Shakespeare described the type centuries ago ~ "desiring this one's art and that one's scope."

It wasn't so much that people discounted him; it was that he was never good enough for himself.

Standing next to him, you could almost feel the restless rage that ate away at his soul. He carried an air of perpetual distain, a kind of groundless anger at those who refused to recognize in him what he thought himself to be. He hungered for the world to attest that he was what he clearly was not.

He was stuck.

He could not be what he wanted to be. He did not want to be what he was, however excellent that might look to others. Instead, he drifted between the two, unhappy because of what he could not do, refusing to be satisfied with what he could.

But the wanting ate him up, consumed him, made him small when he could have been great.

He didn't want to be a teacher; he wanted to be an administrator.

He didn't want to be a theorist; he wanted to be an executive.

And he never got to be either.

He was, without doubt, an invaluable resource on anyone's committee, on anyone's staff, on anyone's board. But what he definitely did NOT want to be was one of the team - any team. He wanted to be the STANDOUT BEST.

Instead, he became a study of what happens when we reflect parts of ourselves and leave the whole of ourselves untouched, undeveloped.

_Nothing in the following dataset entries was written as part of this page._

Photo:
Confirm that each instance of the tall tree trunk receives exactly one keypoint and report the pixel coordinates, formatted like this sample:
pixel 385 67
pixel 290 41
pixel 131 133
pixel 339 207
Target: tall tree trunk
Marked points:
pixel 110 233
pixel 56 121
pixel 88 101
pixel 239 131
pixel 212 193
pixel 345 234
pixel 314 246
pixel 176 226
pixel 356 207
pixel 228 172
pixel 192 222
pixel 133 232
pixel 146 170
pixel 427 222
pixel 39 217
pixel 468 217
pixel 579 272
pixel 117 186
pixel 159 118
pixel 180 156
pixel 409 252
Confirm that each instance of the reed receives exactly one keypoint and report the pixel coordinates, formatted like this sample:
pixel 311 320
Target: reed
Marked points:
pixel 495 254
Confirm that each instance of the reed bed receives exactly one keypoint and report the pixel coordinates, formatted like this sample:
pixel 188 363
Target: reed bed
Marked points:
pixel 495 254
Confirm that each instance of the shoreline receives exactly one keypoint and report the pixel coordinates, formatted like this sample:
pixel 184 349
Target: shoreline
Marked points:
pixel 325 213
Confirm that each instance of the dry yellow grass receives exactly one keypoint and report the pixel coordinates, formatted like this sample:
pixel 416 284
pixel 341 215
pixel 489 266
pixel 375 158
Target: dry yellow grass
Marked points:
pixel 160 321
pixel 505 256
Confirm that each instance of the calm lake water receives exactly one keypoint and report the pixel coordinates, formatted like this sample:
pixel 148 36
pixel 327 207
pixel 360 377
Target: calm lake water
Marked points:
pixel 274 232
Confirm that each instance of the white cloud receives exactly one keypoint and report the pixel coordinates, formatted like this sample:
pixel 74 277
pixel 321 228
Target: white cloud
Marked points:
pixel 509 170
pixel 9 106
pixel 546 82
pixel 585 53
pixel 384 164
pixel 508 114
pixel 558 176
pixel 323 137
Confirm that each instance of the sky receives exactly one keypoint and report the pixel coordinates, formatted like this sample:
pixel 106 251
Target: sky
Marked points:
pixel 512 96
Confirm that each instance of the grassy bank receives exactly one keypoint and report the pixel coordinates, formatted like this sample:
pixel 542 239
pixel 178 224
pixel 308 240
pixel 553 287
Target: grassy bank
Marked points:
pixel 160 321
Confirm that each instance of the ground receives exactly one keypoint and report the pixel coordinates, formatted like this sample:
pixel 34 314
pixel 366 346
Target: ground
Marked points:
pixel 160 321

all of which reminds me of the great quote near the end of robert deniro's timeless classic, a bronx tale ~ the saddest thing in this world is wasted talent.

in this moment, am recording my vow to use the talent i have, however great or small it might be.

as joan c. said later in her book ~ We don't have to be stuck in the dregs of life. We don't have to pine away, wanting to be what we aren't. We don't have to wonder if what we have to give to the world is worth giving. BUT we do have to do something with the gifts we have OR risk the loss of them eventually.

rejoice in what i am, in what i can be, what i am called to be.